One possible simple, although not optimal, solution is to represent the trail as a vector ~A~, where ~A[i]~ denotes the elevation after the ~i^\text{th}~ rail. The complexity of processing a reconfiguration (we call this operation insertion) is ~\mathcal O(n)~. Single query about a ride also takes ~\mathcal O(n)~, so the total time complexity is ~\mathcal O((I+Q)n)~. Moreover, memory complexity is ~\mathcal O(n)~ which is far too high to not exceed the memory limit in large test cases.

Another simple approach is to represent the track as a sorted list of disjoint intervals such that throughout each interval, the difference of elevation over every rail is the same. This way we have insertion and query complexity of ~\mathcal O(I)~, so the entire solution is ~\mathcal O((I+Q)I)~. Memory complexity is ~\mathcal O(I)~.

Model solution

A data structure used in the model solution is a binary tree. Each of its nodes describes an interval (i.e. a number of consecutive rails) ~J = \left[2^k t, 2^k (t+1)\right)~, for some integers ~k~ and ~t~. The information contained in the node is

• ~S_J = \sum_{i \in J} d_i~
• ~H_J = \max\left(\{0\} \cup \left\{\sum_{2^k t \le i \le j} d_i : j \in J\right\}\right)~

The node is a leaf if all the values ~d_i~ are equal. In this case computing ~S_J~ and ~H_J~ is trivial. Otherwise, the node has two sons, with assigned intervals ~J_1 = \left[2^{k-1} (2t), 2^{k-1} (2t+1)\right)~ and ~J_2 = \left[2^{k-1} (2t+1), 2^{k-1} (2t+2)\right)~. In this case ~S_J~ and ~H_J~ are computed as ~S_J = S_{J_1}+S_{J_2}~ and ~H_J = \max\{H_{J_1}, S_{J_1}+H_{J_2}\}~. The root of the tree represents the interval ~\left[0, 2^{\lceil \log_2 n \rceil}\right)~.

The key operation is reconfiguration of the track. It requires inserting or modifying at most ~2 \lceil \log_2 n \rceil~ nodes into the tree. Similarly, processing a query about a ride requires traversing at most ~\lceil \log_2 n \rceil~ nodes. Therefore, such a solution has time complexity of ~\mathcal O((I+Q) \log n)~ and memory complexity ~\mathcal O(I \log n)~.

Even better solution

We are not required to process the input line by line.

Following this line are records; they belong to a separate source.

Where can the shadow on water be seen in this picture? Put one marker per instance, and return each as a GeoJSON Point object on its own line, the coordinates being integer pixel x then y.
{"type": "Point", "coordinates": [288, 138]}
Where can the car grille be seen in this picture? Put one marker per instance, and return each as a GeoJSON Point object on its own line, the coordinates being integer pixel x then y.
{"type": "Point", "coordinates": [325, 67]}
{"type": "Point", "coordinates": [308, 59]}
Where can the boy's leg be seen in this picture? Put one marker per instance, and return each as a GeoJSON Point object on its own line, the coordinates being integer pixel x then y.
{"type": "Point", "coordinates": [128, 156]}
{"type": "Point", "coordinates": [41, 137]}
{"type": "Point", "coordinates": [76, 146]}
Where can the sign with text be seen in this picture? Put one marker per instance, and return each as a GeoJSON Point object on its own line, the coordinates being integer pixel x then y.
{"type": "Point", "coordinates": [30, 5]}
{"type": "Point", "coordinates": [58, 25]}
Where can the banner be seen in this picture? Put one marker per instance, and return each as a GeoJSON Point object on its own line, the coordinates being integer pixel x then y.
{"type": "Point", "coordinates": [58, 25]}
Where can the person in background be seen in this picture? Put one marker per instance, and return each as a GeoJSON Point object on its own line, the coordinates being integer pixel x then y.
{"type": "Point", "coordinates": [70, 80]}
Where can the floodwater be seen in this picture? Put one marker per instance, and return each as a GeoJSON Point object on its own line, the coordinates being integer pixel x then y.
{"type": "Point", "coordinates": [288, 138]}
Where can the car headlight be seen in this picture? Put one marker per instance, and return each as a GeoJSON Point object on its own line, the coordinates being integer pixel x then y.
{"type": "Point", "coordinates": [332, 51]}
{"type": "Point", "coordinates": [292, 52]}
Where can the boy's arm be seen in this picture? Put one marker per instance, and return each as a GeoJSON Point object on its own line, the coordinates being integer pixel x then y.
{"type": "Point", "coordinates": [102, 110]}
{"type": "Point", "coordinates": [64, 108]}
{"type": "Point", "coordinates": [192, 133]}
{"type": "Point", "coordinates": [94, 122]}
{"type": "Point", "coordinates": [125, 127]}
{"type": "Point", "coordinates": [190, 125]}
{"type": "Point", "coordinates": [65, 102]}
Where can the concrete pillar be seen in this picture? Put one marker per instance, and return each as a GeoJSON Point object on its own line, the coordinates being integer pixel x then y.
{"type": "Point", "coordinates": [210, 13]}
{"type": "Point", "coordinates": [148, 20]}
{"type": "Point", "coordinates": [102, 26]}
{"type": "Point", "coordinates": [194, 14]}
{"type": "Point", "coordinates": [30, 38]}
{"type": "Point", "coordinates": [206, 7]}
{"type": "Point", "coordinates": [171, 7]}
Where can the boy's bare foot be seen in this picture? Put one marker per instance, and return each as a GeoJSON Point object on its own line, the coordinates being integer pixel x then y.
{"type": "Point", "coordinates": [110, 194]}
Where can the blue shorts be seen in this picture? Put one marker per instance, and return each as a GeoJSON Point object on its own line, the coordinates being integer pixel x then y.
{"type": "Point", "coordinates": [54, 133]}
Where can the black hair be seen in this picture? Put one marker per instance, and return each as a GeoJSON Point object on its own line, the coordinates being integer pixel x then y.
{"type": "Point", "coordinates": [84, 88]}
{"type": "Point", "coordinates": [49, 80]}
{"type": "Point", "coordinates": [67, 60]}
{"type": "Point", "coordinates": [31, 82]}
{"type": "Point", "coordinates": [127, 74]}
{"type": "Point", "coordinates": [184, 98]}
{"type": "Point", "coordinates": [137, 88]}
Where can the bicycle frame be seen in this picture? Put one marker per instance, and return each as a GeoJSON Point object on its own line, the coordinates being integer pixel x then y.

Instead, we can read in the entire input and know in advance, which parts of the track will be reconfigured at all. Let ~M~ be a sorted vector of the ends of all the intervals contained in all the I-records of the input. We can also assume, that the length of ~M~ is some power of ~2~ (if not, we extend ~M~ by adding some large values).

Now we use a tree very similar to the one described in the previous section. The difference is, that each node describes an interval ~I = \left[M[2^k t], M[2^k (t+1)]\right)~. We can store such a tree in a single vector, just like in the standard implementation of a heap. Since the size of ~M~ is ~\mathcal O(I)~, so the total time complexity is ~\mathcal O((I+Q) \log I)~ and memory complexity is reduced to ~\mathcal O(I+Q)~.